‘We Must Promote Local Food Production for Safe Food’

On the second and last part of our file on access to safe food, we host EkoHarita and Association of Ecological Agriculture. Both organizations agree on the importance of local food production to avert the climate crisis and to access safe food for all.

Using ecological agriculture instead of industrial farming methods, and local production instead of high carbon footprint food webs are of immense importance for the continuity of both our planet and the human population. We talked to Alper Can Kılıç, one of the founders of EkoHarita, and Özge Çiçekli, the Secretary General of the Association of Ecological Agriculture, on ways to access safe food. Both Kılıç and Çiçekli emphasize the power of local cooperatives, ecological agriculture, and the importance of raising consumer awareness of organic food.

EkoHarita: We Should Turn Our Food Policy to Local Production

EkoHarita is a project that maps ecological settlements, eco-tourism and camping spots, urban gardens, ecology museums, alternative economy system and all similar ecological initiatives. In addition to these, the site of the project includes a mini social network, a forum, a newspaper, an event calendar, a link bank, and a collection where you can access books/films/documentaries. It is possible to contribute through the Patreon account to ensure the continuity of the EkoHarita project. 

One of the founders of EkoHarita, Alper Can Kılıç expresses the purpose of their projects with these words: ‘Basically, we can define the purpose of EkoHarita as “to liberate information and strengthen solidarity”. In this context, we can say that we have provided support to many campaigns, events, workshops, and organizations in terms of communication, as well as providing voluntary service in organizing and filtering a lot of information. We can divide our projects into two as those we conduct and those we are stakeholders in. If we list the works we do, “Topluluk Destekli Tarım Ağı” (Community Supported Agriculture Network) is a project that brings together the formations for food sovereignty and also has the feature of a chronological information bank; “EkoTopluluk” (EkoCommunity) is a software project that we have been working on as we found resources as a tool to facilitate the establishment of food communities, but we have not yet completed; “Doğa Yolun Olsun” (Let Nature Be Your Way) is where we carry out activities on ecological life and permaculture, where we conduct transfers and conversations; “Ekopedi” is an ecological-based wiki study; “Dayanışma Toplulukları ve Ağları” (Solidarity Societies and Networks) is a listing study we started to facilitate access to local support units and solidarity networks for crisis moments during the corona period. We talked about our “Ecology Map” project in the previous paragraph. Apart from this, there are projects and campaigns in which we are involved as stakeholders, such as No Pesticides On My Plate, Pesticide-Free Towns, Ban All Hunting.’

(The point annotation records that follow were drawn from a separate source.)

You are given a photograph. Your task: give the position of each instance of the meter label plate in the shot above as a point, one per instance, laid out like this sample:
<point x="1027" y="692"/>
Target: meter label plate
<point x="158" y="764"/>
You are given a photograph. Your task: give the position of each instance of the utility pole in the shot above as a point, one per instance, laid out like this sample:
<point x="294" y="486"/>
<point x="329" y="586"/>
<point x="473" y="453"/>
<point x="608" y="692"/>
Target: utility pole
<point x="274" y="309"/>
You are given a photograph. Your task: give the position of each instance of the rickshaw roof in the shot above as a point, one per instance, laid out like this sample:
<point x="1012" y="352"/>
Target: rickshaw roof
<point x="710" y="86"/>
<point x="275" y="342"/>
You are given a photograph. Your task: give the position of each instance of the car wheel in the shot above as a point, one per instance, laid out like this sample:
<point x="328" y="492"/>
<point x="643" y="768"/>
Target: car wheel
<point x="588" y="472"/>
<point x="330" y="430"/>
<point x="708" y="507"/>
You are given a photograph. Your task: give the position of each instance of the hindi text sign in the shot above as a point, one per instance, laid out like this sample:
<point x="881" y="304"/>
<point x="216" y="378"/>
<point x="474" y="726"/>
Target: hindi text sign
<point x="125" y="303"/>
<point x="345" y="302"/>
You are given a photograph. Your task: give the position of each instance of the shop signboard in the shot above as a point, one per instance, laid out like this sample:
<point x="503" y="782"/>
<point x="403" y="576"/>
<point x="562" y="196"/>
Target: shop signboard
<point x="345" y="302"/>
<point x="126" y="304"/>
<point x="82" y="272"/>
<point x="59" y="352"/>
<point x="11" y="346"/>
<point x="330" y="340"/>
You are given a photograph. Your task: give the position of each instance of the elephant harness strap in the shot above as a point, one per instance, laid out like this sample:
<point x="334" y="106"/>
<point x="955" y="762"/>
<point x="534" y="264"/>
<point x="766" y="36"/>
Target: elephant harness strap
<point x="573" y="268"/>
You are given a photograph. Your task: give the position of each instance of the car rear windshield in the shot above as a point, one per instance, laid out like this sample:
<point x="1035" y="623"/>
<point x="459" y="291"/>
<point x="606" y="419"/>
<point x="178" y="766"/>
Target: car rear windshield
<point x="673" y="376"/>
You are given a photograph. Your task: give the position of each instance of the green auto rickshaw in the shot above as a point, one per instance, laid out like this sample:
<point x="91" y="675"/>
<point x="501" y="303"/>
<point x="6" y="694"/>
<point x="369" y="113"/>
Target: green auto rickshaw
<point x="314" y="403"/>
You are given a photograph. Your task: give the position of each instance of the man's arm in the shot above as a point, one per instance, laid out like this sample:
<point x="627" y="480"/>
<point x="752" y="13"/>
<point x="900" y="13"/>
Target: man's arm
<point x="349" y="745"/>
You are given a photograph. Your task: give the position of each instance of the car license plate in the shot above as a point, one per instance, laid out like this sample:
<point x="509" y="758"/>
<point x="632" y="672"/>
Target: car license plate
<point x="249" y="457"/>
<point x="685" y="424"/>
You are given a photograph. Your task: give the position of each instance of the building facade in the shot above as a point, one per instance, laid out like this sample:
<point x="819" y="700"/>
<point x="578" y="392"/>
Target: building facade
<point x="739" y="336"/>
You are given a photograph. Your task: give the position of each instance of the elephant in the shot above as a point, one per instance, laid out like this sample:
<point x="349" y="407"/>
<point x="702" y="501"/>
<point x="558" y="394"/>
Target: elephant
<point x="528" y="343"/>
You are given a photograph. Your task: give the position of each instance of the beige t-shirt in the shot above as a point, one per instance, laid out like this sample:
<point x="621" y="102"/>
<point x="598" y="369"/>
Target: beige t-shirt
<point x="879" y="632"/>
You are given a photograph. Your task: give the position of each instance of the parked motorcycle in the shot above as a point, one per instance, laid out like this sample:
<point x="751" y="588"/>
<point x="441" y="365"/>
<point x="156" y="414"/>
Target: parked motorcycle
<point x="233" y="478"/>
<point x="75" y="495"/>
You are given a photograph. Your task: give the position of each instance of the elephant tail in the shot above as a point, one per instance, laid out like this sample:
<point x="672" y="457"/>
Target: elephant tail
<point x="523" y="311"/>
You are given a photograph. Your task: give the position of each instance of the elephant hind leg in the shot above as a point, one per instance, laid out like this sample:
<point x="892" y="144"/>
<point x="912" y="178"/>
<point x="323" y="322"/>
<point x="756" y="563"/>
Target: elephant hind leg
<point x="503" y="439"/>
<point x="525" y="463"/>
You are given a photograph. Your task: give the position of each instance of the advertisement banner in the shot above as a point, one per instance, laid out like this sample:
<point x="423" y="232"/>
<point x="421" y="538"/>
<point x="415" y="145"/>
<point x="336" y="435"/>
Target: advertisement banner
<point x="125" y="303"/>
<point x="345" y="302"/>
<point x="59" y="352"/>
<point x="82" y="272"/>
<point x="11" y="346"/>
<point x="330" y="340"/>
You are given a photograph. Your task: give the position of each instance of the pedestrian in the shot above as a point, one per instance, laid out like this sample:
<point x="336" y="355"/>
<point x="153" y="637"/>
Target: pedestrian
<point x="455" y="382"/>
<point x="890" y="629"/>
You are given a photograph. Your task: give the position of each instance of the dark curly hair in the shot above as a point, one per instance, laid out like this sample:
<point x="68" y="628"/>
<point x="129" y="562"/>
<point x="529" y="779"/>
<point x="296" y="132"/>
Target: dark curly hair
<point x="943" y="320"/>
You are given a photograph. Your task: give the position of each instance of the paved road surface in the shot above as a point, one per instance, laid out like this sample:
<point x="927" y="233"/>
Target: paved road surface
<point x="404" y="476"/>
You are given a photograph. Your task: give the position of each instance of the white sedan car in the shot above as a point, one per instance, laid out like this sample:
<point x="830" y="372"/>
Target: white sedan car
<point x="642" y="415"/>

‘The Relationship Between Producer and Consumer Should Be Strengthened’

Kılıç believes that ensuring access to safe food for all is a two-sided task. According to Kılıç, as long as people do not establish food communities, food communities do not multiply and are transformed into structures that communicate, it will not become a structure with social representation. ‘After a while, producers will be able to continue their production, sell their products, get the security and comfort of reaching people with whom they can share the risk, and share experience by establishing relationships with other producers,’ Kılıç said, adding that the improvements in the welfare of the producers will also encourage the producers who make natural production, and that new producers will be encouraged. Kılıç explains that the duty of the consumer is to find manufacturers who produce products that consumers can consume with confidence, and after a while, they develop their communication and establish a trust network by establishing bonds with manufacturers that meet their own criteria through the same trust relationship.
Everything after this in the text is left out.